Individual presentation

“The Student Pro-Palestinian Movement: Institutional Repression and Resistance”

Stephen Zunes
University of San Francisco
More than any student movement in recent decades, the pro-Palestinian movement in the United States has been met with unprecedented repression from university administrations and governments. Student organizations have been unrecognized, peaceful protests have been banned, participants have been jailed, student activists have been suspended and expelled, and non-citizens deported. The goals of the movement and the motivations of the activists have been repeatedly misrepresented by authorities and many in the media. This paper examines the reasons for this crackdown, comparing it to the relatively lenient responses to a comparable movement in the 1980s against apartheid South Africa, which also included protests, encampments, demands for a change in U.S. policy, expressions of solidarity with the oppressed, and calls for divestment.
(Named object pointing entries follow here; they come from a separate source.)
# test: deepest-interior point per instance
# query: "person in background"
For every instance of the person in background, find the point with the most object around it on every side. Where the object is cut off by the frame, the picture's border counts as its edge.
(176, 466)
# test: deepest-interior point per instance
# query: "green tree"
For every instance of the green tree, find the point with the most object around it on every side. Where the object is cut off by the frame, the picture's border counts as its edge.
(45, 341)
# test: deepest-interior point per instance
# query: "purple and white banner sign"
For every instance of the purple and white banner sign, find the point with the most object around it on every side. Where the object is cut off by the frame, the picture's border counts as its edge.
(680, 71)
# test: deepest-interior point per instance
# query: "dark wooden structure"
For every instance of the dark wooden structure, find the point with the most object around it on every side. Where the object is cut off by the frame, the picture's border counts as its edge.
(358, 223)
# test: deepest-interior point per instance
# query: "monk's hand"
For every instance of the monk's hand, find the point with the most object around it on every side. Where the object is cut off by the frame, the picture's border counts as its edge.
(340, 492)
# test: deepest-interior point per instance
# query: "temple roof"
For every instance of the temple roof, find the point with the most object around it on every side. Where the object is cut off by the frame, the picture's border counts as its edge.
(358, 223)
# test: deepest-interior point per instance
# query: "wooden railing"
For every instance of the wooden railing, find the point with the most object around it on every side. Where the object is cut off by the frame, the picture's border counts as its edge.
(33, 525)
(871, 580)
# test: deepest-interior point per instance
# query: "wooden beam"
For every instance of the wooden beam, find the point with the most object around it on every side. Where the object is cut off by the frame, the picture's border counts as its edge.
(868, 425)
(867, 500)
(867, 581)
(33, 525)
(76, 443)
The paper acknowledges the presence of some extremist elements within the pro-Palestinian movement, the special sensitivities regarding Israel (including by otherwise liberal college administrators and political leaders), and pressure from politically-influential Zionist organizations. However, the paper makes the case that the unprecedented bipartisan effort to stifle dissent must be seen in the context of a larger effort to suppress challenges to U.S. support for governments in violation of widely-recognized standards of human rights and international law, part of the grwoing efforts in Washington to undermine the post-WWII international legal system in favor of cruder forms of U.S. hegemonic reach. Indeed, it was the very successes of the BDS movement targeting South Africa which has led corporate leaders and foreign policy elites to take extraordinary means to stifle such dissent. The paper concludes with some analysis on how the popular resistance to U.S. support for the Israeli occupation, apartheid, and genocide could be strengthened in the face of such repression.